Do staff need to know about stammering in my chosen school?

Is my choice of school limited when my child stammers?


While it is helpful if your selected schools have some experience or knowledge of stammering, you do not need to restrict your choice of school in any way when your child stammers, as all teachers (and home educators) can learn the very simple strategies to support your child. Speech and language therapists often provide information or training for staff and specific strategies of support for class teachers are available at BSA:Education.

Planning ahead for secondary education

It is advisable to start thinking about your choice of secondary school at least 18 months before your child would start.

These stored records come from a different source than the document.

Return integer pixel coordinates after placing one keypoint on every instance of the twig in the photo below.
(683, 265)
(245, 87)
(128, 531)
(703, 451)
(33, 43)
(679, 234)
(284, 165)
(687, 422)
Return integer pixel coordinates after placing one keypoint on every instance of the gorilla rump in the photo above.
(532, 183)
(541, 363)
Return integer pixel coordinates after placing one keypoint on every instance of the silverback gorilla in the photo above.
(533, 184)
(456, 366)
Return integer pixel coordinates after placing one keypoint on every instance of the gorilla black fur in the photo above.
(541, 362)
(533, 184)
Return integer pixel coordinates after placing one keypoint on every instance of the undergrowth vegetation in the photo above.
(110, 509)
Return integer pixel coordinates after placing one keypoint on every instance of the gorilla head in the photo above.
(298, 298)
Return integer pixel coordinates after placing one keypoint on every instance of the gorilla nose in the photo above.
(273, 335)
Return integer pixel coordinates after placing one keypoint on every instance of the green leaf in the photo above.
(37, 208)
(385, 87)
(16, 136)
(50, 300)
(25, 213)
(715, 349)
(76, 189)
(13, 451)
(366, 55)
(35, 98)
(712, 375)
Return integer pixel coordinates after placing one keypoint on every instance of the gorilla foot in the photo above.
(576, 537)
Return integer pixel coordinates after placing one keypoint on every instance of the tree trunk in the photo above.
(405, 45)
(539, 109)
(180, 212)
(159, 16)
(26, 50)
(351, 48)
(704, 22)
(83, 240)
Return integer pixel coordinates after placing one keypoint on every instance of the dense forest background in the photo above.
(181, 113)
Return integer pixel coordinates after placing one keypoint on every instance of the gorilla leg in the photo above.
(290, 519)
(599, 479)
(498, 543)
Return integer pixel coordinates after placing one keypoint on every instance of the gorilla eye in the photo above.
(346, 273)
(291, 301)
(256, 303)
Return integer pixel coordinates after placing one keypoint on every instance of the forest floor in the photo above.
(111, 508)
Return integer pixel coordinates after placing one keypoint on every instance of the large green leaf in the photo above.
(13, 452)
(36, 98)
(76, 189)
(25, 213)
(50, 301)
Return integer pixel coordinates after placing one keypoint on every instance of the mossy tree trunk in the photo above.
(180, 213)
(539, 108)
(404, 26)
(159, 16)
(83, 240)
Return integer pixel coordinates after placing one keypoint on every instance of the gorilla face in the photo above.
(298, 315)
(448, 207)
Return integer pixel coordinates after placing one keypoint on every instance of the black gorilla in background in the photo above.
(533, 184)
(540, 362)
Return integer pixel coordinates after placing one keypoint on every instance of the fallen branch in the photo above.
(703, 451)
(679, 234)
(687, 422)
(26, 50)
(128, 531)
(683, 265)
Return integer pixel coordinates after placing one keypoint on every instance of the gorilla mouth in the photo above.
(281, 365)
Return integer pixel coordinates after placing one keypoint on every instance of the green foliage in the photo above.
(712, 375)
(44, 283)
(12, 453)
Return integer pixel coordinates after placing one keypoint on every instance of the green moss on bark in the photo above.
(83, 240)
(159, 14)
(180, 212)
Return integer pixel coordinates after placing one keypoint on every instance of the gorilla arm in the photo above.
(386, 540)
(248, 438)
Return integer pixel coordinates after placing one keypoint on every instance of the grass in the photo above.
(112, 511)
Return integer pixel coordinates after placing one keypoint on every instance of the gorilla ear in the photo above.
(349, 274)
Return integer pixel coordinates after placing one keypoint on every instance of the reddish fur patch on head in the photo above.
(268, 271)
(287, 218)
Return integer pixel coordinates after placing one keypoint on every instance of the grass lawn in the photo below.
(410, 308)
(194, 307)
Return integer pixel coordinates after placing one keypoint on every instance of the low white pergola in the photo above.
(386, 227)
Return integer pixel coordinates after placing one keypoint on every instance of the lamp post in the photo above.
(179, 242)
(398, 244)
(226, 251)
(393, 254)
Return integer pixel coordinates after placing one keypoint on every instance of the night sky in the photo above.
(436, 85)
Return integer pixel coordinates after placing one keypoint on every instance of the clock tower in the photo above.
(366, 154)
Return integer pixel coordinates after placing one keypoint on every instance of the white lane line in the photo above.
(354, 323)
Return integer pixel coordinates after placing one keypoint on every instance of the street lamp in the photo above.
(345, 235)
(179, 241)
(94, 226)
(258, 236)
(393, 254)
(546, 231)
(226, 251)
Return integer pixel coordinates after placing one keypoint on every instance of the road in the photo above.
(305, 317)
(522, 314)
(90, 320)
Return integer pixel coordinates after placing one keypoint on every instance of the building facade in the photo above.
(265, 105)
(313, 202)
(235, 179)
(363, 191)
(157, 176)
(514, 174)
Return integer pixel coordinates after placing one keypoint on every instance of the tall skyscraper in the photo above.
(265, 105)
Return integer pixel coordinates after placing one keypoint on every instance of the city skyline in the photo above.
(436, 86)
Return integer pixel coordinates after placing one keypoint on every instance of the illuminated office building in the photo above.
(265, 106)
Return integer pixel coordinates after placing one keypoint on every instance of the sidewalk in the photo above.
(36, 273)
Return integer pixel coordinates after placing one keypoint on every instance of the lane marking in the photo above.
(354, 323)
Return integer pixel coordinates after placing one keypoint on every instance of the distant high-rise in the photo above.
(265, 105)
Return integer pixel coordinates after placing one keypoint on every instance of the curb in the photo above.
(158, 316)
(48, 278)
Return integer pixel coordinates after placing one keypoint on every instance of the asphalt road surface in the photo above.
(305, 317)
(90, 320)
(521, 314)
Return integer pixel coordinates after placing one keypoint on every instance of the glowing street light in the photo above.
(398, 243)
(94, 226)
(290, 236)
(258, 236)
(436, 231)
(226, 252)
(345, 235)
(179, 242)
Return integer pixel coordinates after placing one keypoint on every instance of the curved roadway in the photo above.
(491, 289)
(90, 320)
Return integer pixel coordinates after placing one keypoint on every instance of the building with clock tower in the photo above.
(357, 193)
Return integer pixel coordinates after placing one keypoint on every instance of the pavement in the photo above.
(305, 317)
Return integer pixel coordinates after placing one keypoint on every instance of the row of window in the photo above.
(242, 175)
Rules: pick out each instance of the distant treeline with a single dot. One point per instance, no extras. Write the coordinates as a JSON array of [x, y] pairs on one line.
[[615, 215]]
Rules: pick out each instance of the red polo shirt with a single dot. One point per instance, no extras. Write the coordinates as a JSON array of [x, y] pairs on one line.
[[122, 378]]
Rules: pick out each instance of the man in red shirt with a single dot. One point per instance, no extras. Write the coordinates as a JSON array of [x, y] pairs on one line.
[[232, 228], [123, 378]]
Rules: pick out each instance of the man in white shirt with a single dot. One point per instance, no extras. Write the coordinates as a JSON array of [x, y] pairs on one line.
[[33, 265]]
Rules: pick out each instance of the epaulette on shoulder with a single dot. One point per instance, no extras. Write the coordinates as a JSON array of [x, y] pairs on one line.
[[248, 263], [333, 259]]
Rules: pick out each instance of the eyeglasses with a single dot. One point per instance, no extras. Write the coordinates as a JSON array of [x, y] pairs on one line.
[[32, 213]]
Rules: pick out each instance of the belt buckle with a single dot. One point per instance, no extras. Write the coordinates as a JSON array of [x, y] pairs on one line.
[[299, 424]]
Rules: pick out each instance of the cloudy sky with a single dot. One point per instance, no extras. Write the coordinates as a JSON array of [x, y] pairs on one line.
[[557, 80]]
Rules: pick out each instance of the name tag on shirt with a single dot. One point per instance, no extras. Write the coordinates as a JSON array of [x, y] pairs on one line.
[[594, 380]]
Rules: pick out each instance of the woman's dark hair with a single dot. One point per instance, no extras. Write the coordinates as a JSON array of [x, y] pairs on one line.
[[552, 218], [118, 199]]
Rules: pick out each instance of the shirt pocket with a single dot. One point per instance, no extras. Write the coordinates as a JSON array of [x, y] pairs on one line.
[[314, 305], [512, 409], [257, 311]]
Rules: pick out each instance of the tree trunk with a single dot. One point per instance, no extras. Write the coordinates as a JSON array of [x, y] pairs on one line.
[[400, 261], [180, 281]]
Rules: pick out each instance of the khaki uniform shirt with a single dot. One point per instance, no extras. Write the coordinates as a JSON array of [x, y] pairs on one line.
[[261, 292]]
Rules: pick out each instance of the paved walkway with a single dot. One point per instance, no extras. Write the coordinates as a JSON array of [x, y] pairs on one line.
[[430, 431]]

You should consider all the options in secondary education available to you before making a list of possible schools for your child.

Follow steps 1 to 4 to make your final choice of school(s) to apply for. You may apply for more than one state school and as many independent schools as you choose.

Step 1

Start with your child and start early

Remember that children who stammer generally have no other learning difficulties. They have the same range of academic abilities and personal qualities as children who do not stammer so that you should base your choice of school on your own child's academic, social and personal needs. You can then discuss the issue of your child's speech needs with the school that your child will attend. Every school should be able to adopt the simple strategies that support a child who stammers and there is considerable training available for staff on children's speech, language and communication needs now, so do not worry if your selected school does not appear to have experience of children who stammer.

It is important that your first thoughts are about your child

Talk to your child about what is important to him. As he probably goes to a primary school find out what is most important to him about his routines there. Are there any special things that your child wants? Does he want a local school because his friends are going there? Children who stammer have the same ability and personality profile as those who do not, but may be rather sensitive to changes of location, teachers and children. You need to work out whether your child would be most helped by a smaller school, with many children he already knows, or a larger one where he may know fewer children but the facilities seem better. Different types of organisation will appeal to different children. Some secondary school parents have told the BSA that their child enjoys going to a large secondary campus where there are excellent facilities and they can more easily follow up their interests. Other parents have said that their child is happily placed in a small secondary school.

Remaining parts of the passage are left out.